On Mon, Oct 8, 2018 at 2:45 PM Udo Kohlmeyer <ud...@apache.org> wrote:

> Should this not rather be a statement of.. "Running on JDK 11+" and not
> 9+? Given that 9 + 10 are not in support anymore.
> Also, when this is released, we will running on 11 rather than 9, or
> what is the thought (end goal) with this effort?
>
Yes, let's for the sake of discussion, assuming jdk9+ here means jdk11+.


>
> Also does this effort cover some of the main additions to the JDK since
> 9, which is the whole modularity theme?
>
Not yet. We are just trying to get a green pipeline to start with.


>
> --Udo
>
> On 10/8/18 14:11, Jinmei Liao wrote:
> > In the effort of making GEODE java 9+ compatible, we already determined
> > that older released versions of GEODE can NOT be run using jdk9+. With
> this
> > in mind, should we still run those compatibility/upgrade DUnit tests in
> > java9+ pipeline? The current state of things are:
> >
> > 1) A subset of compatibility/upgrade DUnit tests are successful in java9+
> > are passing because the dunit test environment happen to have the missing
> > jars in the classpath.  With the exclusion of Geode 1.4 in those test, we
> > can make all of them pass. (Just FYI, only Geode1.4 is failing in jdk9+
> is
> > because we introduced SerializationFilter in 1.4, but the support for in
> > jdk9 was added only in 1.5).
> > 2. We will have parallel pipelines testing with both jdk8 and jdk9+. So
> > even if we don't run these tests in jdk9+ pipeline, we are still running
> > them in jdk8.
> >
> > The question to ask is: does running compatibility/upgrade tests in jdk9
> in
> > addition to jdk8 offer additional value?
> >
>
>

-- 
Cheers

Jinmei

Re: Running compatibility and upgrade tests using jdk9+

Posted by Udo Kohlmeyer <ud...@apache.org>.
Should this not rather be a statement of.. "Running on JDK 11+" and not 
9+? Given that 9 + 10 are not in support anymore.
Also, when this is released, we will running on 11 rather than 9, or 
what is the thought (end goal) with this effort?

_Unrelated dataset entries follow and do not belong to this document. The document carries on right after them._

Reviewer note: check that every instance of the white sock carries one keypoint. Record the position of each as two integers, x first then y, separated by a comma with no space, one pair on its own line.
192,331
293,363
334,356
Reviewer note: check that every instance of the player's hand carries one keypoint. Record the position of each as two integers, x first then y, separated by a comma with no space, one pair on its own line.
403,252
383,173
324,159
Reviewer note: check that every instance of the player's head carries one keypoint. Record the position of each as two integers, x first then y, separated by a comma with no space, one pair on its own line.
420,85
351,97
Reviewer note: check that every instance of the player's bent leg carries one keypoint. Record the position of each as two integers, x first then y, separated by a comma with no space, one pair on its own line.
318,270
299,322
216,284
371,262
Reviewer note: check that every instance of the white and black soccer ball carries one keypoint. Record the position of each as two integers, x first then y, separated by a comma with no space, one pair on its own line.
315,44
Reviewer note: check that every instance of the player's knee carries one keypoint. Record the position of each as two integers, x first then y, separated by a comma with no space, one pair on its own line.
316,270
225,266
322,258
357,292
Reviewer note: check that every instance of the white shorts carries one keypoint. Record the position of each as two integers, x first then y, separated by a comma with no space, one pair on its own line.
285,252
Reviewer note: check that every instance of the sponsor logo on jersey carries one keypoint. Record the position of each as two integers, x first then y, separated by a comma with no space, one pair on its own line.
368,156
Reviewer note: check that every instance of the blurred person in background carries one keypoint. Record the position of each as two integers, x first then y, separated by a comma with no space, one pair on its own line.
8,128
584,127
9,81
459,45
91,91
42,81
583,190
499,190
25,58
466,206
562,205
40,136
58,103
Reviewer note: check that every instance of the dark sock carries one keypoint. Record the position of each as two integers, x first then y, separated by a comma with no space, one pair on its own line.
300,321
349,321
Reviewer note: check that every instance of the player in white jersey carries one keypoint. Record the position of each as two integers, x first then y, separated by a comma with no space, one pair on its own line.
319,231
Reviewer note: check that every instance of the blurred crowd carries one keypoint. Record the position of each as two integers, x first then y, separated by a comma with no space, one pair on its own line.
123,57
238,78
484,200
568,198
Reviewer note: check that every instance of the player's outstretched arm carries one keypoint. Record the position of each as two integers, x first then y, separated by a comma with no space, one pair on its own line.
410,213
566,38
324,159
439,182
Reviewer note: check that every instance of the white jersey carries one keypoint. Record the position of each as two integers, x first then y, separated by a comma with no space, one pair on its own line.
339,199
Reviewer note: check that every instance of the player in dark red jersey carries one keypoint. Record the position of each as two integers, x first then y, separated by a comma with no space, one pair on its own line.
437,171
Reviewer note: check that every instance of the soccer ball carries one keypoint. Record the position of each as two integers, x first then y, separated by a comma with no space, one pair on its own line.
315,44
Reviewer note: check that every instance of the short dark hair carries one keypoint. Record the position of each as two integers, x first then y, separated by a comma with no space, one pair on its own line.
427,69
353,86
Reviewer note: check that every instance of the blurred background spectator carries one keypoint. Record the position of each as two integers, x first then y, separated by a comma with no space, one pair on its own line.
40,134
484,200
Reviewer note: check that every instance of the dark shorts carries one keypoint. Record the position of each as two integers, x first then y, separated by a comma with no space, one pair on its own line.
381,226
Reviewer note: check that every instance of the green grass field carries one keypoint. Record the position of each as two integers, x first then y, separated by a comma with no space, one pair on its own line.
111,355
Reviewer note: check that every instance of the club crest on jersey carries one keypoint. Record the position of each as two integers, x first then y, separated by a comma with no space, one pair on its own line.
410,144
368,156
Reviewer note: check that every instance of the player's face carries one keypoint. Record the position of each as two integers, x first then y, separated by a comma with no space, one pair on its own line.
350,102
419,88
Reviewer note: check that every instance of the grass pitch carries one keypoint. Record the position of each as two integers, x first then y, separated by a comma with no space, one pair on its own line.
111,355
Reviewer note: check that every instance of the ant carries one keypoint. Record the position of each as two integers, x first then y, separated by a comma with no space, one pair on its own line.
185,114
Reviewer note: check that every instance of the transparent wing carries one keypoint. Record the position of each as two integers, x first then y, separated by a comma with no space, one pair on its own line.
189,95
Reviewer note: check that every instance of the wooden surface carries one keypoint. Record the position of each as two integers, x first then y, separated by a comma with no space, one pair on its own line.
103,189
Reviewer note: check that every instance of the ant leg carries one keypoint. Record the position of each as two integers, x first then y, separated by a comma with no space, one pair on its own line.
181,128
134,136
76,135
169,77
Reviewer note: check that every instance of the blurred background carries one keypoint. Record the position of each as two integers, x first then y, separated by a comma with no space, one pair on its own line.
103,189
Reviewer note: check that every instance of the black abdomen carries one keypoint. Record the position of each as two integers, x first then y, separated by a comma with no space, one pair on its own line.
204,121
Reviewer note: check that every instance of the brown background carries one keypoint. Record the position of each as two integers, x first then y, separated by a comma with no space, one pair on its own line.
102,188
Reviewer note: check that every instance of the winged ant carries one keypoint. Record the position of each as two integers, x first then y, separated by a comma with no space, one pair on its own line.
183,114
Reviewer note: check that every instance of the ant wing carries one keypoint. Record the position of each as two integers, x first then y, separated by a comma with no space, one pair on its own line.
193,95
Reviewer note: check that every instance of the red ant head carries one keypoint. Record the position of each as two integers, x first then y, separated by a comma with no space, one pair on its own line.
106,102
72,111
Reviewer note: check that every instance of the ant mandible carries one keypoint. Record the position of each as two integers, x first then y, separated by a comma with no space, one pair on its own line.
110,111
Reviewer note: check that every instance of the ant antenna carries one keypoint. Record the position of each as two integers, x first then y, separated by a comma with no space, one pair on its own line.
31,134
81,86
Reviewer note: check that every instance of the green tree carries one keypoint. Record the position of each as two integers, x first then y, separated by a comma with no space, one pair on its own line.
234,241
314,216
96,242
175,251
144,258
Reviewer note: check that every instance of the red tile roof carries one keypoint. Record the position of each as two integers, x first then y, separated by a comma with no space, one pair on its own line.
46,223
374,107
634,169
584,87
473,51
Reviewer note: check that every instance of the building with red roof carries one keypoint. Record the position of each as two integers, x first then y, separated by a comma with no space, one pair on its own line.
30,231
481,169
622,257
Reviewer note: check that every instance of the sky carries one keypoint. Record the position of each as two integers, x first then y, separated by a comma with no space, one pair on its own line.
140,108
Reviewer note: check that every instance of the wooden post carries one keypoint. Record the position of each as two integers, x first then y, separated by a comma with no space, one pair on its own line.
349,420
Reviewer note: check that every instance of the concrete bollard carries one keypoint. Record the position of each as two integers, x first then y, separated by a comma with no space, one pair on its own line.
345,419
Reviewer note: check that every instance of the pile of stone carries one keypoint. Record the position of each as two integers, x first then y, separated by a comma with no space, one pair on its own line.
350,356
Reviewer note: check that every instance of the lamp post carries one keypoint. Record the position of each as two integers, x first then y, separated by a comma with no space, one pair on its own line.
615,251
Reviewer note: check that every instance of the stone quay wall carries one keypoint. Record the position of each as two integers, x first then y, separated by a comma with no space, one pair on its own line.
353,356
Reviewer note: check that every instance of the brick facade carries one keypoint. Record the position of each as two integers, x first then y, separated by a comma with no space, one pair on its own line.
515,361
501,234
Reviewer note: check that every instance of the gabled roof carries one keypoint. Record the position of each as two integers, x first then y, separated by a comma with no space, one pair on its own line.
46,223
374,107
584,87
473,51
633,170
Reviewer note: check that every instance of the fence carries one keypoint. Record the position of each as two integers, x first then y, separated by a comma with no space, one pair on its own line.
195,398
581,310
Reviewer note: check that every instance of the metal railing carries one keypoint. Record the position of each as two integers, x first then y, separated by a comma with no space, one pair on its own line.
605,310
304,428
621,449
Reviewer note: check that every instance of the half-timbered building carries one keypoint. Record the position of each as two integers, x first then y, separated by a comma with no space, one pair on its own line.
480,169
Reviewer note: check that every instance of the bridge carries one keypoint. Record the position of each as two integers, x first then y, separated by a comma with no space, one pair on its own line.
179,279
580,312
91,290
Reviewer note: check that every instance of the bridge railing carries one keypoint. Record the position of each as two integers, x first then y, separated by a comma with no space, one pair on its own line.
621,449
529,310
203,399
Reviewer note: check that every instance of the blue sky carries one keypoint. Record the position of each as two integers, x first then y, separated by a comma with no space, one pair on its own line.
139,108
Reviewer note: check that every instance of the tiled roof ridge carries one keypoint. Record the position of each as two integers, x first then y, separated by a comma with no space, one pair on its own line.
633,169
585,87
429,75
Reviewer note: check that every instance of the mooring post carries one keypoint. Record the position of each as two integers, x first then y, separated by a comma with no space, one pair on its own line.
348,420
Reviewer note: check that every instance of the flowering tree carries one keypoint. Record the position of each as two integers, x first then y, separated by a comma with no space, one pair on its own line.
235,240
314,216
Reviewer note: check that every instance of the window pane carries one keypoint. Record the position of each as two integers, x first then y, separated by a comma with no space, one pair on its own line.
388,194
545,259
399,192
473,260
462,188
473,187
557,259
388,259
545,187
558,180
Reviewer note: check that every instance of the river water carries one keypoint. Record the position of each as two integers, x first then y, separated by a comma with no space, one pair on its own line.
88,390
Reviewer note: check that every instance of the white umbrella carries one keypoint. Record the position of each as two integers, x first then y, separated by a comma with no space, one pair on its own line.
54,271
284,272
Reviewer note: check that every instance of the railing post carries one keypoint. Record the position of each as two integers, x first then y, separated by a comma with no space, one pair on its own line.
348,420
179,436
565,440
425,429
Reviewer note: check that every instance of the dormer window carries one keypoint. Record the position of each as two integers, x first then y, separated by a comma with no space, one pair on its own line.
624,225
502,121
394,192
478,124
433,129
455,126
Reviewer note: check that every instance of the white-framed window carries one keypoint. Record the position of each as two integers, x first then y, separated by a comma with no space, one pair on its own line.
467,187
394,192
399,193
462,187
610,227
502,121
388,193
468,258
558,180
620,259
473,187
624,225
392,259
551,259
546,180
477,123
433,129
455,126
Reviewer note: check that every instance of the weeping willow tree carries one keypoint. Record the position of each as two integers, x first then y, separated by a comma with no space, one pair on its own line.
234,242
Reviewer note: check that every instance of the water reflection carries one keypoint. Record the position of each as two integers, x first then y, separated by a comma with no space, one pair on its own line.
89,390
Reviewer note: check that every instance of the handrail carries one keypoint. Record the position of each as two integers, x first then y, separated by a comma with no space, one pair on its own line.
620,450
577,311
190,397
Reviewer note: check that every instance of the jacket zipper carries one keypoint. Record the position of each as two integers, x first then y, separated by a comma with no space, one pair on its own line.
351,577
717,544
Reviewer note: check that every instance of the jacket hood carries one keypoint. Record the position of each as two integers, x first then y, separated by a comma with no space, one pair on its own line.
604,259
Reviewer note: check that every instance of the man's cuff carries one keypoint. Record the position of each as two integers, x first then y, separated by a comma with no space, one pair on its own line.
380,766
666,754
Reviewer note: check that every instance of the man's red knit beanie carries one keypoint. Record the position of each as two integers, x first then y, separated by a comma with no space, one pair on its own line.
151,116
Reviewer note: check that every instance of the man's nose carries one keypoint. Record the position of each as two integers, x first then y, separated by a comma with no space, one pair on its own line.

Also does this effort cover some of the main additions to the JDK since 
9, which is the whole modularity theme?

--Udo

On 10/8/18 14:11, Jinmei Liao wrote:
> In the effort of making GEODE java 9+ compatible, we already determined
> that older released versions of GEODE can NOT be run using jdk9+. With this
> in mind, should we still run those compatibility/upgrade DUnit tests in
> java9+ pipeline? The current state of things are:
>
> 1) A subset of compatibility/upgrade DUnit tests are successful in java9+
> are passing because the dunit test environment happen to have the missing
> jars in the classpath.  With the exclusion of Geode 1.4 in those test, we
> can make all of them pass. (Just FYI, only Geode1.4 is failing in jdk9+ is
> because we introduced SerializationFilter in 1.4, but the support for in
> jdk9 was added only in 1.5).
> 2. We will have parallel pipelines testing with both jdk8 and jdk9+. So
> even if we don't run these tests in jdk9+ pipeline, we are still running
> them in jdk8.
>
> The question to ask is: does running compatibility/upgrade tests in jdk9 in
> addition to jdk8 offer additional value?